Maryland Democratic Rep. Jamie Raskin has offered an op-ed to the New York Times that lays out a pathway for the Justice Department to force the recusals of SCOTUS Justices Sam Alito and Clarence Thomas in the January 6 cases.

“Everyone assumes that nothing can be done about the recusal situation because the highest court in the land has the lowest ethical standards — no binding ethics code or process outside of personal reflection,” the Maryland Democrat said in an opinion piece in The New York Times published Wednesday. “Each justice decides for him- or herself whether he or she can be impartial.”

 Alito has explicitly said he will not recuse himself, while Thomas doesn’t appear to be prepared to either.

Raskin says that Attorney General Merrick Garland and the DOJ can invoke the Constitution to force a recusal, since begging them to recuse themselves as a matter of integrity appears ineffective.

According to Raskin, the DOJ “can petition the other seven justices to require Justices Alito and Thomas to recuse themselves not as a matter of grace but as a matter of law.” 
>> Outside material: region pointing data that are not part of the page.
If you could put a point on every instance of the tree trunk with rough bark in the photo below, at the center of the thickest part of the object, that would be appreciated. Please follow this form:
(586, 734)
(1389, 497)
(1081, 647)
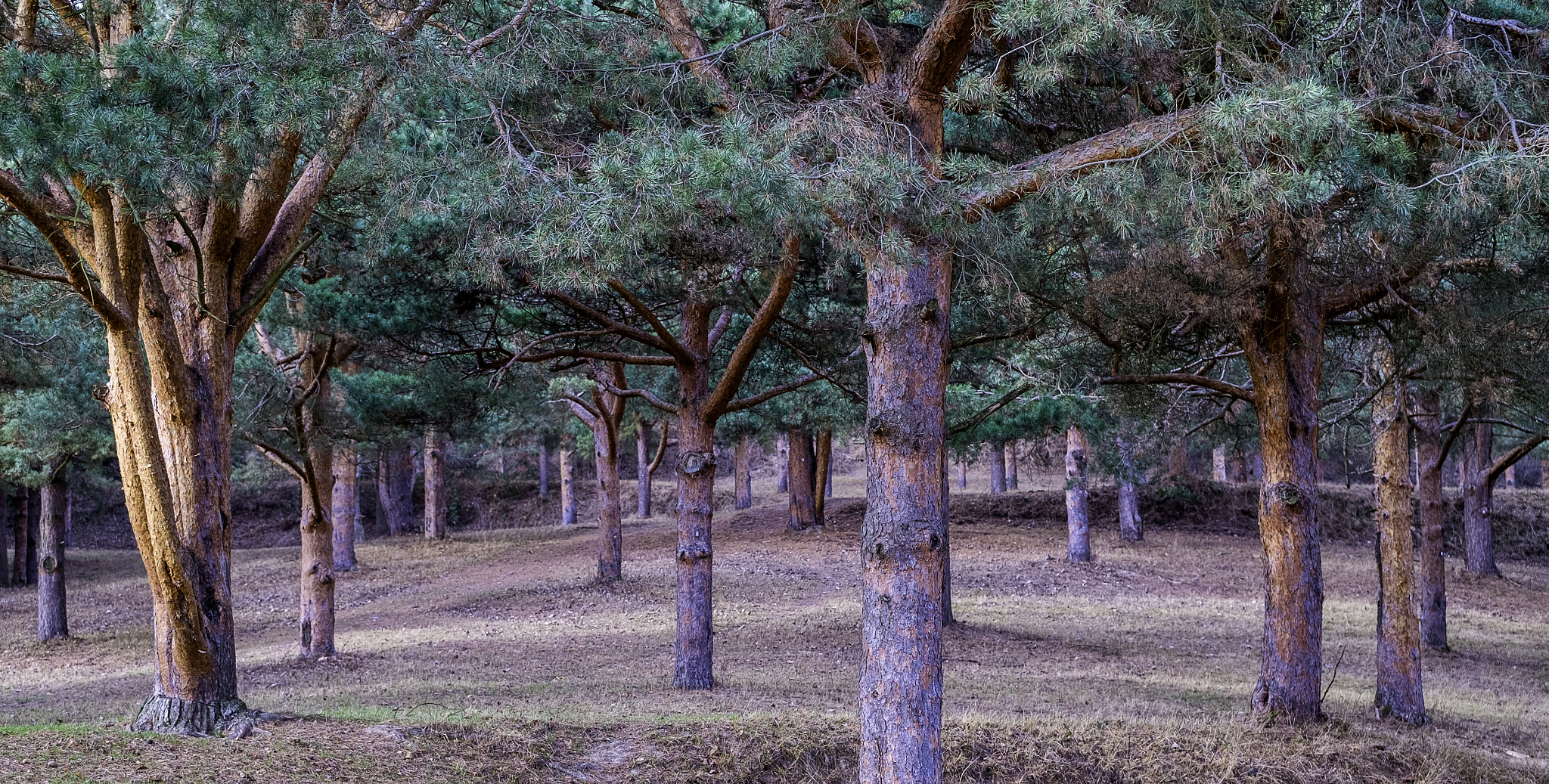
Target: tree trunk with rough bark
(821, 475)
(1283, 348)
(1399, 692)
(799, 481)
(1130, 525)
(396, 488)
(1010, 463)
(996, 466)
(1077, 507)
(1478, 493)
(643, 466)
(743, 475)
(346, 504)
(1432, 518)
(51, 618)
(434, 484)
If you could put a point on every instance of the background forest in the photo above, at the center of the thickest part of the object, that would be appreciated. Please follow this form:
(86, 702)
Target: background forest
(594, 391)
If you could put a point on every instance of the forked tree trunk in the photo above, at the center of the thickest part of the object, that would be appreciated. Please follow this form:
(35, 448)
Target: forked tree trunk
(1010, 463)
(567, 484)
(1130, 525)
(1433, 516)
(1283, 348)
(542, 468)
(396, 488)
(902, 537)
(996, 466)
(51, 621)
(740, 475)
(643, 468)
(799, 481)
(1478, 493)
(1079, 515)
(346, 504)
(821, 475)
(1399, 692)
(783, 457)
(434, 484)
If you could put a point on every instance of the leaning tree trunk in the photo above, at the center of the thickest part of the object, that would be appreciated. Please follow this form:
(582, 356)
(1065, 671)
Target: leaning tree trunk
(346, 504)
(1079, 513)
(51, 566)
(434, 484)
(801, 478)
(1433, 518)
(1283, 348)
(740, 475)
(643, 468)
(1130, 525)
(902, 537)
(1399, 693)
(1476, 496)
(1010, 465)
(567, 484)
(996, 466)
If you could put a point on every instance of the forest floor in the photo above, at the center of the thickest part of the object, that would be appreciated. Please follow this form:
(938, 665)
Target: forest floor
(493, 657)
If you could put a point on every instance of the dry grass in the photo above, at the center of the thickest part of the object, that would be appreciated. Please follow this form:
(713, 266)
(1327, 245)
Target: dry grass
(495, 659)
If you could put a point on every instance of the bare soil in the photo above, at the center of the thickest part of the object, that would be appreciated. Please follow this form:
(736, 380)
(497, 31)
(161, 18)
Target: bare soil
(493, 657)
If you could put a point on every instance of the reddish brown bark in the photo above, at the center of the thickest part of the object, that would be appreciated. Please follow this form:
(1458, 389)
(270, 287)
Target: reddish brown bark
(1432, 519)
(801, 478)
(1399, 692)
(51, 617)
(1079, 515)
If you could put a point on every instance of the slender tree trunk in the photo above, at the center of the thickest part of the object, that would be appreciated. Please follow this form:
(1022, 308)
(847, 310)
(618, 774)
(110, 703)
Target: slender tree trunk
(396, 488)
(1077, 513)
(434, 484)
(346, 504)
(51, 568)
(1399, 692)
(740, 475)
(1433, 516)
(902, 537)
(783, 457)
(799, 481)
(821, 473)
(1010, 463)
(1283, 348)
(996, 466)
(1476, 494)
(1130, 525)
(567, 484)
(643, 468)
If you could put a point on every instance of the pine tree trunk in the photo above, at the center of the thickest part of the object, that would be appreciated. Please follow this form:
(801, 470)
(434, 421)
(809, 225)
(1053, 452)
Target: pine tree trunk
(1283, 348)
(902, 537)
(396, 488)
(1476, 496)
(1130, 525)
(799, 481)
(1010, 465)
(1433, 516)
(434, 484)
(643, 468)
(740, 475)
(567, 484)
(346, 504)
(51, 621)
(783, 457)
(996, 466)
(1077, 512)
(821, 475)
(1399, 692)
(542, 468)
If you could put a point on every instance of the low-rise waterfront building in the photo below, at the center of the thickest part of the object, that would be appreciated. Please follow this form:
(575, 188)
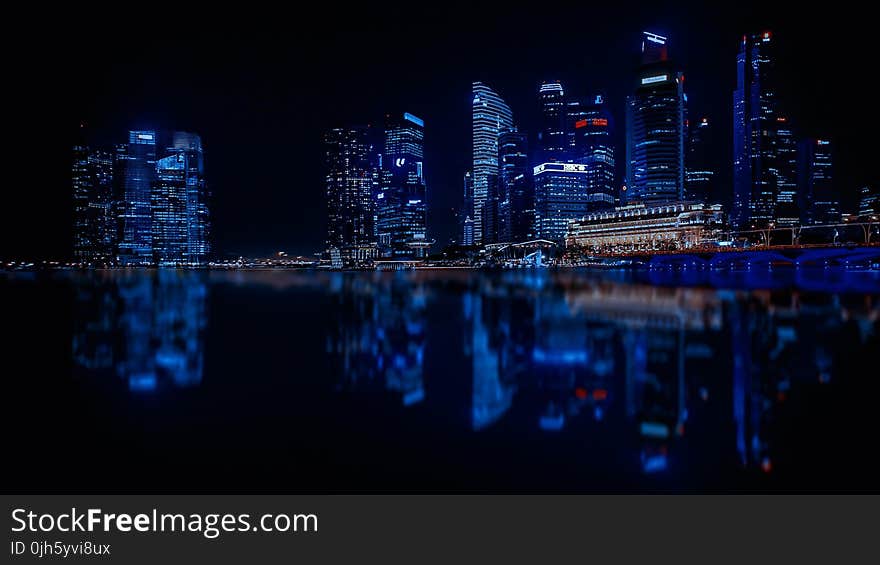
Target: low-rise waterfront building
(677, 225)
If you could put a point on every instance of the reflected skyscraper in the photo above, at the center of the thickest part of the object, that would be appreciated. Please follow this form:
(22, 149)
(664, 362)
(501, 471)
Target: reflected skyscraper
(655, 128)
(491, 117)
(139, 174)
(351, 162)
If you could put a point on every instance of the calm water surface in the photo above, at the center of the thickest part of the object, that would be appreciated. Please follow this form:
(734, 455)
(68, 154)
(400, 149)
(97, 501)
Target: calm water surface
(516, 381)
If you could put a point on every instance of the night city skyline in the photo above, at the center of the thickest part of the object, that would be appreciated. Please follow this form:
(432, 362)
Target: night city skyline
(262, 130)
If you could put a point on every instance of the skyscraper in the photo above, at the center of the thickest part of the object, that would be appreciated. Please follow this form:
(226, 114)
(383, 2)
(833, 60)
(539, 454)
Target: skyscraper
(136, 247)
(821, 203)
(491, 117)
(93, 206)
(180, 219)
(350, 162)
(592, 147)
(402, 198)
(699, 169)
(561, 195)
(553, 137)
(788, 212)
(755, 156)
(655, 136)
(518, 213)
(467, 210)
(869, 201)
“The Justice Department and Attorney General Merrick Garland can invoke two powerful textual authorities for this motion: the Constitution of the United States, specifically the due process clause, and the federal statute mandating judicial disqualification for questionable impartiality, 28 U.S.C. Section 455,” Raskin said.
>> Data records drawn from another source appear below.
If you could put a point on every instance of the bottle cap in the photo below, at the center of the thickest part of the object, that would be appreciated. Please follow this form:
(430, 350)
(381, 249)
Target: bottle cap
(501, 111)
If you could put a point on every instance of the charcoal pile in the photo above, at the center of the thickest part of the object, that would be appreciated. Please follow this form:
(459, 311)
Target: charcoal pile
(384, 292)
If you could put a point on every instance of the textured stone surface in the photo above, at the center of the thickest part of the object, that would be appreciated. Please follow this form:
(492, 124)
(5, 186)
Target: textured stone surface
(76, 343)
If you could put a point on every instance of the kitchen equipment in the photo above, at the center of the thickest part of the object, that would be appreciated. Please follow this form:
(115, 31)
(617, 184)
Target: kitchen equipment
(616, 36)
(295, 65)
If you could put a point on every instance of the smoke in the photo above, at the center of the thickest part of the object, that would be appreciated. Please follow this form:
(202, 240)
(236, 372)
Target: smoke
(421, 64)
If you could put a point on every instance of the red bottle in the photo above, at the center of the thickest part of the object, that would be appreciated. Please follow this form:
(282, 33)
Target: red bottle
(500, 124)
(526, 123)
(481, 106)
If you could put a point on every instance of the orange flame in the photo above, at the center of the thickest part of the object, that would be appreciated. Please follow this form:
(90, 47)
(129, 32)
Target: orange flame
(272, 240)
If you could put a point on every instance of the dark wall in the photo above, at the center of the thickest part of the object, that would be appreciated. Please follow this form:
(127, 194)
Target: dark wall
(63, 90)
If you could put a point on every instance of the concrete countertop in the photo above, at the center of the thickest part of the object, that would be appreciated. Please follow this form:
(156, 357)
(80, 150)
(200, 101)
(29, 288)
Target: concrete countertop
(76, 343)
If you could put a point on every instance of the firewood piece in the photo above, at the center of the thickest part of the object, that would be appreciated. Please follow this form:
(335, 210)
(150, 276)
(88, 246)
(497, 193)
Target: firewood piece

Raskin says the Constitution is the supreme law of the land, and the recusal statue applies to Supreme Court justices like other judges.

“Any justice, judge or magistrate judge of the United States shall disqualify himself in any proceeding in which his impartiality might reasonably be questioned.” The only justices in the federal judiciary are the ones on the Supreme Court.

Ignoring the recusal statute would trespass on the constitutional separation of powers because the justices would essentially be saying that they have the power to override a congressional command.

Raskin says the associate Supremes Sotomayor, Coney-Barrett, Kavanaugh, Gorsuch, Brown-Jackson, Kagan and Chief Justice Roberts have a constitutional and statutory obligation to enforce the recusal statute.

And there are directly applicable statutes related to a spousal interest:

The federal statute on disqualification, Section 455(b), also makes recusal analysis directly applicable to bias imputed to a spouse’s interest in the case. Ms. Thomas and Mrs. Alito (who, according to Justice Alito, is the one who put up the inverted flag outside their home) meet this standard. A judge must recuse him- or herself when a spouse “is known by the judge to have an interest in a case that could be substantially affected by the outcome of the proceeding.”